American industry trade association

Pacific Telecommunications Council (PTC) is a global non-profit organization dedicated to supporting collaboration and innovation in the telecommunications and ICT industries. PTC works to create opportunities for advancing communications and digital infrastructure in the Pacific region and around the world. The organization is recognized as a platform for industry dialogue, research, and professional development.

==History==
PTC was conceptualized in 1977 and officially established as a non-profit in 1980. Its inaugural conference, co-sponsored by the IEEE (Institute of Electrical and Electronics Engineers), was held in 1978, followed by the formal creation of PTC following in 1979. Early supporters included IEEE, the University of Hawaii, Hawaiian Telephone Company, and the Alaska Office of Telecommunications. The organization is headquartered in Honolulu, Hawaiʻi.

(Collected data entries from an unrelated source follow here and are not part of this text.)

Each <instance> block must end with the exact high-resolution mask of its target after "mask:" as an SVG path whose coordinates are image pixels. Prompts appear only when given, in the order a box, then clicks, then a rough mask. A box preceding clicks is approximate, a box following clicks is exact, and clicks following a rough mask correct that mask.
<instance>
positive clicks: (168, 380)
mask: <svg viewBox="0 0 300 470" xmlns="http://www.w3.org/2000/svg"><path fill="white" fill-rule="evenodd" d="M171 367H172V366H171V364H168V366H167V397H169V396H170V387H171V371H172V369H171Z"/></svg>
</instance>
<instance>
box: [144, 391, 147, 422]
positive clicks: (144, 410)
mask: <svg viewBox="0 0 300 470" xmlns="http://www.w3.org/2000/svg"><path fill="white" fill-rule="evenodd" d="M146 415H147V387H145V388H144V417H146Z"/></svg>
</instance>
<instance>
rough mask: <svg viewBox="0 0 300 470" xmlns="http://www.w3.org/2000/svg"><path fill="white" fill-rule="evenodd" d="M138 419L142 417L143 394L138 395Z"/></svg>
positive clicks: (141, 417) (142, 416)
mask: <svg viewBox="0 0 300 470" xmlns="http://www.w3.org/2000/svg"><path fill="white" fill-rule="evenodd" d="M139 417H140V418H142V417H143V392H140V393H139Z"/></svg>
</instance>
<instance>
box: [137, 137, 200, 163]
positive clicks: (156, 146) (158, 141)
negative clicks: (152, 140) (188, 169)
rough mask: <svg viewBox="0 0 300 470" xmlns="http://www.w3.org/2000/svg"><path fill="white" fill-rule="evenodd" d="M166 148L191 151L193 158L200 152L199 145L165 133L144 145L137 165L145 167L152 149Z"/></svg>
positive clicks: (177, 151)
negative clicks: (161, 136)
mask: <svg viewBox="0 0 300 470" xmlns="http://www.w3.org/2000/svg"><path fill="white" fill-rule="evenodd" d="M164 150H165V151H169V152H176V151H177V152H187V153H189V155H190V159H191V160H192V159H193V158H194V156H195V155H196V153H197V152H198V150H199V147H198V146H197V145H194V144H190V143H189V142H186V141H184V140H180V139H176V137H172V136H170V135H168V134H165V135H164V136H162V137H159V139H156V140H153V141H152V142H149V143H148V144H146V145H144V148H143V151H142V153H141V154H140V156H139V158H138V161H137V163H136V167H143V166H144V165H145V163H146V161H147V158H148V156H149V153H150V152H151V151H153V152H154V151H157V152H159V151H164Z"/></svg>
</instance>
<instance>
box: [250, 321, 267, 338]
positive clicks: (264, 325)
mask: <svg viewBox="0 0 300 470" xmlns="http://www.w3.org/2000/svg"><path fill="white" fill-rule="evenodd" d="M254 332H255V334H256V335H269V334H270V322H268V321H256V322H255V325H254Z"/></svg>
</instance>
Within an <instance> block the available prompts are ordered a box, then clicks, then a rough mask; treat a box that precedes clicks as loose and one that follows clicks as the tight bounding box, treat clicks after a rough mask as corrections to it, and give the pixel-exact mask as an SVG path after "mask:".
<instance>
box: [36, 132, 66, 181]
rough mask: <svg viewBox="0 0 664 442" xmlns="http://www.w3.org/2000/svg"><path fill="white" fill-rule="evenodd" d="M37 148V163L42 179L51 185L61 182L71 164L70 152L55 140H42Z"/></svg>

PTC was founded to facilitate the exchange of ideas and policies among industry, academia, and government. In 1986, the United States Information Agency began providing funding to the PTC, enabling greater participation from telecommunications professionals from developing Pacific Rim countries. Over time, PTC has broadened its focus to include emerging technologies like fiber optics, satellite communications, and subsea cable networks. Today, its mission includes advancing global connectivity and promoting sustainability in the digital era.

== PTC Annual Conference ==
The PTC Annual Conference is the organization’s flagship event, held annually each January in Honolulu, Hawai’i. The next Annual Conference will be held January 18-21, 2026. Recognized as a major gathering for telecommunications and ICT professionals, the event marked its 47th anniversary in January 2025.

The conference is a hub for networking, knowledge sharing, and exploring business opportunities. It features high-profile keynote speakers and panels on emerging technologies and market trends, as well as workshops and training sessions. The PTC Annual Conference is recognized as a must-attend event in the telecommunications industry, connecting leaders across digital infrastructure and ICT sectors and providing a platform to discuss emerging trends and global connectivity challenges. The conference is a hub for networking, knowledge sharing, and exploring business opportunities. Additionally, the event has included sessions on sustainable digital infrastructure and regulatory frameworks in its panels.